その記事では、尖閣諸島沖で中国船が日本の海上保安本部の巡視船に衝突した模様を撮影した海保のビデオが、インターネット上の動画投稿サイトのユーチューブに流出した事件を取り上げた。ユーチューブは放送局のような設備や配信網を持たなくとも、簡単に動画を世界中に見せることができ、だれもが放送局になれる。しかし「2ちゃんねる」がそうであるように信憑性の欠如という大きな問題がある。投稿される情報をノーチェックで掲載しているからだ。
記事中こうも指摘した。新聞やテレビのニュースは、情報をきちんと調べた上で報じている。「公器である」との自覚があるからおのずと報道倫理が働き、事実かどうかの真偽がつかない場合は取り上げない。インターネットの発達によって既存メディアが情報発信を独占する状況は崩壊したかもしれないが、新聞やテレビの存在価値が失われたわけではない。新聞やテレビのニュースはまだまだ信頼されている。
この信頼は訓練を積んだ記者が社会で起きる事件や事故をひとつひとつ取材し、責任を持って報道するからこそ生まれる。新聞やテレビは読者や視聴者の信頼を失ってはならない。
2011年4月号でも「メディアがどう変わろうと、現場の記者の仕事を変えてはならい」と訴えた=URL参照。新聞社は多くの記者をデジタル画面作りに投入している。これまでの紙面作りだけでは経営が成り立たないからだ。しかし新聞記事を切り取ってデジタル画面に次々と貼り付けるのが、記者の仕事ではない。目の前で起きていることを自分の目で観察し、ときには朝駆け夜討ちといったレッグワークで地べたをはいずり回りながら取材相手の本音を引き出して記事を書く。

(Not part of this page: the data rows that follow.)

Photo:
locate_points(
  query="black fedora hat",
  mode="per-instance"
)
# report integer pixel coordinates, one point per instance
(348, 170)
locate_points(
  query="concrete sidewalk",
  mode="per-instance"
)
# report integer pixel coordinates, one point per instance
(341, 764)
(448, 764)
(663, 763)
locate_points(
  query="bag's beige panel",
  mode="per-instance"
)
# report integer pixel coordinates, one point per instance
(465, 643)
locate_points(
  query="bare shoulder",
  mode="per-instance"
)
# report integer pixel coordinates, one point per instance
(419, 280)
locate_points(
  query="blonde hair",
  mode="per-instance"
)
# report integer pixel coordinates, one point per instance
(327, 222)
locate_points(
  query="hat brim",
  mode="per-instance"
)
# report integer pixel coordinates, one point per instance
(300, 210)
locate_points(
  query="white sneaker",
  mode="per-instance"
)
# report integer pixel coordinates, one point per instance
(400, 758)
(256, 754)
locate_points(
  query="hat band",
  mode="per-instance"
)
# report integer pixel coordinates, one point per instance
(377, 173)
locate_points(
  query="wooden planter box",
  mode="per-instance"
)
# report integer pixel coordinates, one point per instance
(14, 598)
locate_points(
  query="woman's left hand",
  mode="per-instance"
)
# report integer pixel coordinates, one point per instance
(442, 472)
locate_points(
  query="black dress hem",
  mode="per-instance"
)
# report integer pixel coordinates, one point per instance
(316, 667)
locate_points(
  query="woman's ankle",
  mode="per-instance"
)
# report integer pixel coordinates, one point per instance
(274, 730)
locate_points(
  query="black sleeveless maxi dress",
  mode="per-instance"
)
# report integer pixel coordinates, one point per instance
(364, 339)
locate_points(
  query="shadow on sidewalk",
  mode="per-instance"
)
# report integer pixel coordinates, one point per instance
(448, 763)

これが新聞記者の仕事である。いまのネットメディアにはとてもまねできまい。こう記者の在り方を論じた。
ところがトランプ現象である。昨年11月8日の米国大統領選挙。既存の有力メディアの予測を完璧に覆した。ツイッターやフェースブックを駆使し、「国境に壁を作る」など激しいが、分かりやすく訴えた共和党のドナルド・トランプ氏が勝利した。差別的な発言や排他的な主張であっても、激しく何度も訴えると、みな「トランプなら本気でアメリカを変えてくれる」と期待した。トランプ氏は大衆の理性ではなく、感情に訴えて扇動したのである。

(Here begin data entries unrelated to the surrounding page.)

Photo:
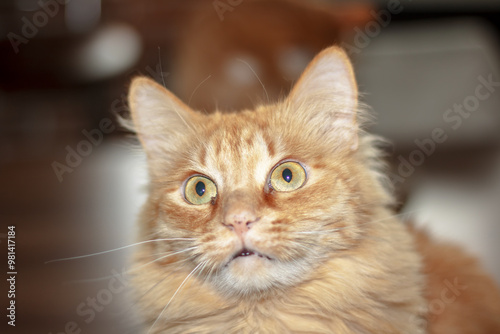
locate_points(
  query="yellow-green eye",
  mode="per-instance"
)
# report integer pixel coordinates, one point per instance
(288, 176)
(199, 190)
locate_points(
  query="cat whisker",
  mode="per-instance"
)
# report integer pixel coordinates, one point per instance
(133, 269)
(260, 81)
(161, 68)
(175, 293)
(153, 287)
(115, 249)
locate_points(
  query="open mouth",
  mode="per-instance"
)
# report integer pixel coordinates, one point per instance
(245, 252)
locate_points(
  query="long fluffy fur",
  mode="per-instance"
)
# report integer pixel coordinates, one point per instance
(342, 261)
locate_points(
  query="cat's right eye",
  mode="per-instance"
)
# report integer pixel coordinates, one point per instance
(199, 190)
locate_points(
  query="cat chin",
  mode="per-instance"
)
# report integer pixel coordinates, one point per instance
(255, 275)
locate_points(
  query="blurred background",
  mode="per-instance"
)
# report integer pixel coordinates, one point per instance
(71, 185)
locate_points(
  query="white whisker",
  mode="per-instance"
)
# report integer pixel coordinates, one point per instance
(251, 69)
(115, 249)
(175, 293)
(133, 268)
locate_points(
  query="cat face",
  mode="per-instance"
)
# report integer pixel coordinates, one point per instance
(257, 199)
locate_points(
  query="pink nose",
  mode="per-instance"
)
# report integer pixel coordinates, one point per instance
(239, 220)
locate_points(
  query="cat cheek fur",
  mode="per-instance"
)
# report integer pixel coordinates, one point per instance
(336, 258)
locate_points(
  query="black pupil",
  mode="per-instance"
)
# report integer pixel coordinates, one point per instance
(287, 175)
(200, 188)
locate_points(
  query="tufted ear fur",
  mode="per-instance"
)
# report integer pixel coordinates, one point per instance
(160, 120)
(326, 97)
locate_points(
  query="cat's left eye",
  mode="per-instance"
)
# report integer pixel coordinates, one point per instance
(199, 190)
(288, 176)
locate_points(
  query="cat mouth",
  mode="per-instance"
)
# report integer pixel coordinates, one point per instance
(246, 252)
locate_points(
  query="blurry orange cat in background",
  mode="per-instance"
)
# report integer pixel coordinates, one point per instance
(278, 220)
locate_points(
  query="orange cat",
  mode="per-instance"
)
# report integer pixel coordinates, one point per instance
(278, 220)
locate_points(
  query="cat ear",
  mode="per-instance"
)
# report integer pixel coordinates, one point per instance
(159, 118)
(326, 97)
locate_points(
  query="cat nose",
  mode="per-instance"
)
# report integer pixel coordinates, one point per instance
(239, 212)
(240, 221)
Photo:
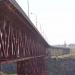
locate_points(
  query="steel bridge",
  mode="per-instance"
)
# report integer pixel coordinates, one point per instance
(20, 41)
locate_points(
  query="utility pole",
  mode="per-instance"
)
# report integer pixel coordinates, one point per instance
(28, 7)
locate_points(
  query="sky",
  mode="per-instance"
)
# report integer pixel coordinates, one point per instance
(55, 19)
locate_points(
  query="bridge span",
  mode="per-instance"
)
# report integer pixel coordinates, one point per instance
(20, 42)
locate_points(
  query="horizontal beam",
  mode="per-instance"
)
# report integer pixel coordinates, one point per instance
(21, 59)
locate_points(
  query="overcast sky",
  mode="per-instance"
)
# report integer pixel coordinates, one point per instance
(56, 18)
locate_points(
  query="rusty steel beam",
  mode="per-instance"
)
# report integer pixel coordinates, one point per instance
(20, 42)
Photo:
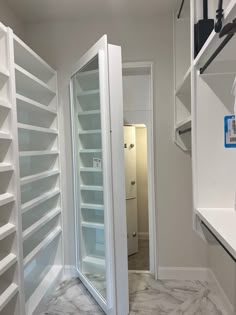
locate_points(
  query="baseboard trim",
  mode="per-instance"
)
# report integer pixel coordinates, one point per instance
(143, 235)
(202, 274)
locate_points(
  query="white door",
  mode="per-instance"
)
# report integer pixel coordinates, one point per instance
(98, 162)
(131, 188)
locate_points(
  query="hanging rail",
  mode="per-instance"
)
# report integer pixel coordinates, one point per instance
(180, 9)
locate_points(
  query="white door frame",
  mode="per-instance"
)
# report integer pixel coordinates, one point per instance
(146, 117)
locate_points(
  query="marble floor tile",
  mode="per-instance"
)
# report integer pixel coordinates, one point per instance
(147, 297)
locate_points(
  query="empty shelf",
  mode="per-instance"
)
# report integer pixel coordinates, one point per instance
(7, 295)
(35, 177)
(37, 201)
(6, 261)
(90, 169)
(30, 86)
(97, 226)
(36, 128)
(6, 198)
(5, 135)
(5, 167)
(42, 245)
(95, 260)
(30, 105)
(91, 206)
(40, 223)
(91, 188)
(89, 112)
(6, 230)
(37, 153)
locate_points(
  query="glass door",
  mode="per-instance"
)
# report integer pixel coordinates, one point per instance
(93, 182)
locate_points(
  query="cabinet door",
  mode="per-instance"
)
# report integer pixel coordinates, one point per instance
(99, 194)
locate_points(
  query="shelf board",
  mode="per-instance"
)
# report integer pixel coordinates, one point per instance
(40, 223)
(89, 112)
(25, 56)
(92, 225)
(49, 281)
(214, 41)
(37, 153)
(95, 260)
(6, 230)
(5, 167)
(37, 201)
(7, 295)
(33, 178)
(5, 136)
(30, 86)
(90, 151)
(6, 261)
(90, 132)
(91, 188)
(90, 169)
(92, 206)
(30, 105)
(6, 198)
(36, 129)
(48, 240)
(222, 223)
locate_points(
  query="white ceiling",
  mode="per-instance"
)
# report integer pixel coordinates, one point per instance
(43, 10)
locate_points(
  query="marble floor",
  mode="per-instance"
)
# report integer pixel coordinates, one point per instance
(140, 261)
(147, 297)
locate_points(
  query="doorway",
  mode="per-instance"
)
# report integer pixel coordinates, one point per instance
(139, 167)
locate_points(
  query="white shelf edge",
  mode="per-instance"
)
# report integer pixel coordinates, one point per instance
(7, 262)
(6, 198)
(35, 104)
(37, 153)
(37, 201)
(5, 167)
(8, 295)
(49, 239)
(36, 128)
(35, 79)
(41, 222)
(36, 177)
(6, 230)
(92, 225)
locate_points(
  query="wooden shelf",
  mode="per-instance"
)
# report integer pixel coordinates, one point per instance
(36, 177)
(5, 167)
(28, 59)
(90, 169)
(6, 261)
(37, 201)
(91, 225)
(37, 153)
(7, 295)
(42, 245)
(37, 129)
(40, 223)
(91, 188)
(89, 113)
(6, 229)
(31, 87)
(6, 198)
(92, 206)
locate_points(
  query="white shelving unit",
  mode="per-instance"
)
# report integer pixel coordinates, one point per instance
(182, 79)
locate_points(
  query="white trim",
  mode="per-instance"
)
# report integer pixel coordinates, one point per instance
(143, 235)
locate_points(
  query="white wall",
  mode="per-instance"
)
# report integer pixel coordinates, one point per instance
(62, 44)
(9, 18)
(142, 184)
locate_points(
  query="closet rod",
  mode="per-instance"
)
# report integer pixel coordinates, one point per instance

これまで新聞やテレビは候補者と有権者との間の伝達役を担ってきた。だがトランプ氏は新聞やテレビを敵視して直接、呼びかけた。それに使われたのが大衆の好むSNSだった。
しかも大衆は単純でものごとをあまり深く考えない。ときには予想が付かない行動をすることもある。しかし候補者にとって知識層だろうが、非知識層だろうが、どんな人の一票も同じ一票だ。
ところで昨年11月、大手IT企業のディー・エヌ・エー(DeNA)の医療系「まとめサイト」(役立つ情報をテーマごとに集めたサイト)が炎上の末、休止に追い込まれた。

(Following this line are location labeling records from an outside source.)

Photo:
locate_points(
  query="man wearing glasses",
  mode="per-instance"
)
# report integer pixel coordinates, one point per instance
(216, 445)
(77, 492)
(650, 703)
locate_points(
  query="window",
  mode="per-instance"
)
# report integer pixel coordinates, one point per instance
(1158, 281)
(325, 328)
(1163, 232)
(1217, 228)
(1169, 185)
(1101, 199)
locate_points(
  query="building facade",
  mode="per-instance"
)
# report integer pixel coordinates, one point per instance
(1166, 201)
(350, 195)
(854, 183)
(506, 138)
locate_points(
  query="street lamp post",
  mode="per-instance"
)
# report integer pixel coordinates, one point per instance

信憑性に欠ける根拠のない記事を数多く掲載していた。記事の多くは外部ライターに書かせていた。他のサイトの記事の表現だけを変えて転載するよう指示したマニュアルも作っていた。サイトの閲覧件数を上げて広告収入を得るため、こうした不正が行われていた疑いがある。別の企業による医療系「まとめサイト」でも信憑性が問題となり、公開をとりやめる動きが出た。
DeNA側は「メディア事業をつくるうえでの著作権者への配慮や情報の質の担保などへの認識が甘かった」と反省しているようだが、情報を伝える仕事の基本はその情報の信憑性である。それを忘れると、受け手の信頼を失い、そのメディアの存在自体が危ぶまれることになる。
SNSは世界をさらに変えていくかもしれない。だが最後の砦となる既存メディアの新聞やテレビのニュース報道は、信頼を失ってはならない。年頭にあらためてこう主張したい。